Food History

Sometimes a reference source comes along that is just so helpful you want to shout about it to the world.  Yesterday that happened to me.

As a writer of historical fiction, discovering The Food Timelinefood-timeline1 was a godsend.  Incredibly organized, using a simple timeline with links to a huge collection of other websites, it presents food’s history.  It includes recipes, literary quotes, and lists of resources.  You can learn when popcorn first came on the scene, a recipe for haggis, and tips on how to find an old family recipe.

Of course, the website just had to be designed by a librarian.  Lynne Olver, the site’s creator, is a New Jersey reference librarian with a passion for food history.   Ms. Olver and The Food Timeline have received multiple honors and awards.

Keep in mind — the site is copyrighted.  There’s a paragraph on citations here.

The Food Timeline is free with no subscription, no ads.  Why?  It was conceived and created by a public librarian, a profession that is “devoted to providing fair and equitable access to information regardless of ability to pay.”  What a wonderful statement.  Thanks to Lynne Olver, and all who contributed.

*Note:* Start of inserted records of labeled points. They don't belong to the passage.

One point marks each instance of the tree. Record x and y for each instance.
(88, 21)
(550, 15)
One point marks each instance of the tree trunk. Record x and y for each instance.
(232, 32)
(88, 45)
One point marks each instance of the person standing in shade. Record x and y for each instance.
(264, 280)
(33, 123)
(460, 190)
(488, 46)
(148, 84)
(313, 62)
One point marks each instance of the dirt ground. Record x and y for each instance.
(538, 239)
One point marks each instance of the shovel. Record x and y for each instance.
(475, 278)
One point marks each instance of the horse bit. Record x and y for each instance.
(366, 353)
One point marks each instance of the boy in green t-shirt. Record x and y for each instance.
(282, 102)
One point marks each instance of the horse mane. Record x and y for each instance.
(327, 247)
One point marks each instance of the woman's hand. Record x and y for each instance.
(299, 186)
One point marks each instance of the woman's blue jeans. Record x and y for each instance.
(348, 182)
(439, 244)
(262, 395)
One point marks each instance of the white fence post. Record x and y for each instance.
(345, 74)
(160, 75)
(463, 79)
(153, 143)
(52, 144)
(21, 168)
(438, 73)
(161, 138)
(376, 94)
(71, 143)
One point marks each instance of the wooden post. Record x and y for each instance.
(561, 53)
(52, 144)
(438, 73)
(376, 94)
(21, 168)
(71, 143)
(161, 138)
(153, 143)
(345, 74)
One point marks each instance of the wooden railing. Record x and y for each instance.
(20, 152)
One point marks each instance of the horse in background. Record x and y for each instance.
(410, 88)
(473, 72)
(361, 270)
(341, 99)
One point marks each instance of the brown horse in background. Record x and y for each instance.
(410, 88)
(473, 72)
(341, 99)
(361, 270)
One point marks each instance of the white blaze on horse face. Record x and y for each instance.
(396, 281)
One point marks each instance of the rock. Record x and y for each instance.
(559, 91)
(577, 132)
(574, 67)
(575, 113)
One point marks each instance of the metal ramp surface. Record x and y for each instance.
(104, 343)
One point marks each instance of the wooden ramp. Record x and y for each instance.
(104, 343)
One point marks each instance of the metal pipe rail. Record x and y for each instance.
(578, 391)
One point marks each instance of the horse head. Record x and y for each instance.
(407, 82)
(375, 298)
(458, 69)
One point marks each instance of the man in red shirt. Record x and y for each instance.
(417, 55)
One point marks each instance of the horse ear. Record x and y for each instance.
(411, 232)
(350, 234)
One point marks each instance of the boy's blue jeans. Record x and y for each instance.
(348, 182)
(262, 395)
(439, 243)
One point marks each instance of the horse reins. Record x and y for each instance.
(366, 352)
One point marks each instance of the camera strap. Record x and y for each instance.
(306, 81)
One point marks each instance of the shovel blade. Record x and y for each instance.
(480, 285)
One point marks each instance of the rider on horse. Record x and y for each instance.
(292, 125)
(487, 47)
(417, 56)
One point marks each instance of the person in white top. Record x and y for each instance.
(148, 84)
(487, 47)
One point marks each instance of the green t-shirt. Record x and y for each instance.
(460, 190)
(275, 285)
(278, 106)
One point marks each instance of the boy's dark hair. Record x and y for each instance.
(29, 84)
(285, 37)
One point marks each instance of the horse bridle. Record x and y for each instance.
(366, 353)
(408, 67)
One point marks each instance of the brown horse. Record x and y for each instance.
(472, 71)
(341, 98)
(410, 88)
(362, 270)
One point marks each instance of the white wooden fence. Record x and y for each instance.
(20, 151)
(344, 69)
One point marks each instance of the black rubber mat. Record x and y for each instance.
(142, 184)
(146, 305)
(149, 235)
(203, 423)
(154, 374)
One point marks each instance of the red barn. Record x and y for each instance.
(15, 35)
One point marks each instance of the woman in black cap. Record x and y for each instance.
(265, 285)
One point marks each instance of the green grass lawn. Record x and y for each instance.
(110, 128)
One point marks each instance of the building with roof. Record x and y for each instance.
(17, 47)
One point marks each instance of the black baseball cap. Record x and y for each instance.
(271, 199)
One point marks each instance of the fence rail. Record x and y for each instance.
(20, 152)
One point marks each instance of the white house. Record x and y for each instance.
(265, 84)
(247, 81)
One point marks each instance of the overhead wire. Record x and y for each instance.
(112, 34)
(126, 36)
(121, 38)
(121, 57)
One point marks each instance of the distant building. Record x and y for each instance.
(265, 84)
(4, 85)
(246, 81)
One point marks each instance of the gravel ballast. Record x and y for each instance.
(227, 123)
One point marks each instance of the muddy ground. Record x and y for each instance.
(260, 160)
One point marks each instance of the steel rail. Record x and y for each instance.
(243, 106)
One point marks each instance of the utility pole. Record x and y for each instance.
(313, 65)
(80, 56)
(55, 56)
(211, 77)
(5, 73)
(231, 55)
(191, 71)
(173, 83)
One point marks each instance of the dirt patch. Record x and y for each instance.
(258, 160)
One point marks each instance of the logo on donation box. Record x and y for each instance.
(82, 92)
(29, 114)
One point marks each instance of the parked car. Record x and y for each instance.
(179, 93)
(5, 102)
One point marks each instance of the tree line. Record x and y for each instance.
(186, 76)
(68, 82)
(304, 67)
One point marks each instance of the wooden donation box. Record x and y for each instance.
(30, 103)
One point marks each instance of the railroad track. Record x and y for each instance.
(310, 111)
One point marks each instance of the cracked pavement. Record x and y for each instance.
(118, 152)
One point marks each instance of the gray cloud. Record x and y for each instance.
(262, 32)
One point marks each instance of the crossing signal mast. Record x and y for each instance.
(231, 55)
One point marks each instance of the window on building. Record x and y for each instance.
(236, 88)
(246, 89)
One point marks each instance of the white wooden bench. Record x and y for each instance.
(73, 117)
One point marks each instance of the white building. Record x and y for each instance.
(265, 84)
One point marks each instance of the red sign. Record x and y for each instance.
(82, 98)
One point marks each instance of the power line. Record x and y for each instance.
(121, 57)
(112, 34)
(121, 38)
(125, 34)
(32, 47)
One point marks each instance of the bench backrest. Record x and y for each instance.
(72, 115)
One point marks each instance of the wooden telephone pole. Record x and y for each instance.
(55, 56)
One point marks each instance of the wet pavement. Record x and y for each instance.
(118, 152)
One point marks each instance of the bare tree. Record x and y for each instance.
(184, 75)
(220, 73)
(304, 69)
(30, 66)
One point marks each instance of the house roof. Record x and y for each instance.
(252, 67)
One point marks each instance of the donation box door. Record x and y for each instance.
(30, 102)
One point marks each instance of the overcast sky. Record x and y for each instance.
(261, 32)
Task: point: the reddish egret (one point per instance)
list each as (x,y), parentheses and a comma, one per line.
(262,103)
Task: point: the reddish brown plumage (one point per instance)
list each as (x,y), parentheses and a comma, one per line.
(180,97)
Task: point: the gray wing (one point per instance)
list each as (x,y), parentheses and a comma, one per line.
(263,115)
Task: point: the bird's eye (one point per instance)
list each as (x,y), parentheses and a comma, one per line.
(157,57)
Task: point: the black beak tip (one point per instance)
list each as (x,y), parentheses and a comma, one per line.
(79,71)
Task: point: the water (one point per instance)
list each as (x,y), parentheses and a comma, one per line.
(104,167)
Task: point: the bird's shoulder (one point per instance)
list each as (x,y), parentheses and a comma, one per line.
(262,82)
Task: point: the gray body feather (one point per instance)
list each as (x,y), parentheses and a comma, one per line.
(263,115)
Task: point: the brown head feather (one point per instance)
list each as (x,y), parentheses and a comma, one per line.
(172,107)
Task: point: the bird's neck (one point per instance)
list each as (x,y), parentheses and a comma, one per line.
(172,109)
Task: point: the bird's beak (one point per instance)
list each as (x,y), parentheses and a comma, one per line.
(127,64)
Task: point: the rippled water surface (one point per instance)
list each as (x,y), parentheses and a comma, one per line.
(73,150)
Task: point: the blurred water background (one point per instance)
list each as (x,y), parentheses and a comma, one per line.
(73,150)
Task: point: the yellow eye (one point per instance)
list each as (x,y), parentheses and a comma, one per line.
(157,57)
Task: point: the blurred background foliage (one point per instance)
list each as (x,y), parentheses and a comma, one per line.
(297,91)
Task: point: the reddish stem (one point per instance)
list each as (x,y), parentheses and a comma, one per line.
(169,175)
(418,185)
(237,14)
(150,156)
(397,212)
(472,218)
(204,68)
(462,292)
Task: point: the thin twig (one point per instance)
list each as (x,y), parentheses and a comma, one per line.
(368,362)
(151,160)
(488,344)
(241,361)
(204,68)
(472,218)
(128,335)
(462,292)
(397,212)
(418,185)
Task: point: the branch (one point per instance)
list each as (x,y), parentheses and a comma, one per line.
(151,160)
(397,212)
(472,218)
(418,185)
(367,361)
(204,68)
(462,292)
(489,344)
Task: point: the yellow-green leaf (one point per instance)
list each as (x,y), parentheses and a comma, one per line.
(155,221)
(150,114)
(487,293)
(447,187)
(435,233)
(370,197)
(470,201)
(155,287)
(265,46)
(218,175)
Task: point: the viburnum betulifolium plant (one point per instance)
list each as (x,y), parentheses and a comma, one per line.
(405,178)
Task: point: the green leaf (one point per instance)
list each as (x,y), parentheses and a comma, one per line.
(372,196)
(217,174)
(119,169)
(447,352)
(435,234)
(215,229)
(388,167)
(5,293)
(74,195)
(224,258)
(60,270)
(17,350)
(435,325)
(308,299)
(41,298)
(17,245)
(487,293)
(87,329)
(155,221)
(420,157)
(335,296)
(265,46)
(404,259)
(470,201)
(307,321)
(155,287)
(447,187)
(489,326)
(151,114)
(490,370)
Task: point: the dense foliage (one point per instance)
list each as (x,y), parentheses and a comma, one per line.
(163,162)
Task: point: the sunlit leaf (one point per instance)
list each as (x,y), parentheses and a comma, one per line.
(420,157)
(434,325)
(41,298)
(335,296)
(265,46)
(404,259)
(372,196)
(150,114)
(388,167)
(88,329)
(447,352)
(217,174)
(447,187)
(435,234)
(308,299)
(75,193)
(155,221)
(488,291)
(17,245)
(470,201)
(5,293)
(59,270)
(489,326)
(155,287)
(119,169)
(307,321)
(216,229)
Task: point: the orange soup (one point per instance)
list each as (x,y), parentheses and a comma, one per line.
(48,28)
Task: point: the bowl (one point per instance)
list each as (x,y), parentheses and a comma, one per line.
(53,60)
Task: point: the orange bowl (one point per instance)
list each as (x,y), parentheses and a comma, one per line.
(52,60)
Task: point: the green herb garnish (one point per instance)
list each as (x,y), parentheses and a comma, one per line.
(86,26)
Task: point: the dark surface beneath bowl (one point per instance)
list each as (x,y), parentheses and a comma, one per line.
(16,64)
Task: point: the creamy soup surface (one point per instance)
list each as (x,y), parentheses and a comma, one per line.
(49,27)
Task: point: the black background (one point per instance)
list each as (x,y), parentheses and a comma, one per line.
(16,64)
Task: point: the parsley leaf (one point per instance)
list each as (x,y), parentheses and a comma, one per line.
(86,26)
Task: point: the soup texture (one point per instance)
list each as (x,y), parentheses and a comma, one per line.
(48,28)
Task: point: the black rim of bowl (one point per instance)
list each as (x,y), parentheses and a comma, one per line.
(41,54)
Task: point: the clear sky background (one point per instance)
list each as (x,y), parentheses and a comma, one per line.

And, in case you haven’t already thought of it, you’ll want to bookmark this one!

→ Have you ever found a site or other reference source so useful that you wanted to shout about it?  Please share!

9 thoughts on “Food History

  1. As you suggested, I bookmarked. Darn, I could have used this a few months ago but will find it useful when I once again pull out that historical that won’t go away.

    Thanks. 🙂

  2. Ah, but I’ve just discovered the hidden wonder of this timeline. It’s not just history. It goes up to the present day and includes such links as a multi-page list of trendy foods from 2007, and a link to President Obama’s Inaugural Luncheon recipes (2009).

    Also, there are links for each state’s most popular foods, restaurant recipes, and definitions of types of foods. And that’s just from skimming. It appears that if you have a question about food, it’s there. Go to the site’s FAQs for more details.

  3. Thanks so much for your comments, Donnell & Nancy. So glad I could pass it on. And I agree, Nancy. I’ve also been looking for a fashion site although the Harper’s Bazaar site has been very useful for me. It’s only19th century fashion, though. Here’s the website…

    Donna, I agree with you about haggis but Deanna Carlyle’s site is definitely going on my bookmarks! I love lists of words, and her’s looks very useful. Thank you for sharing it!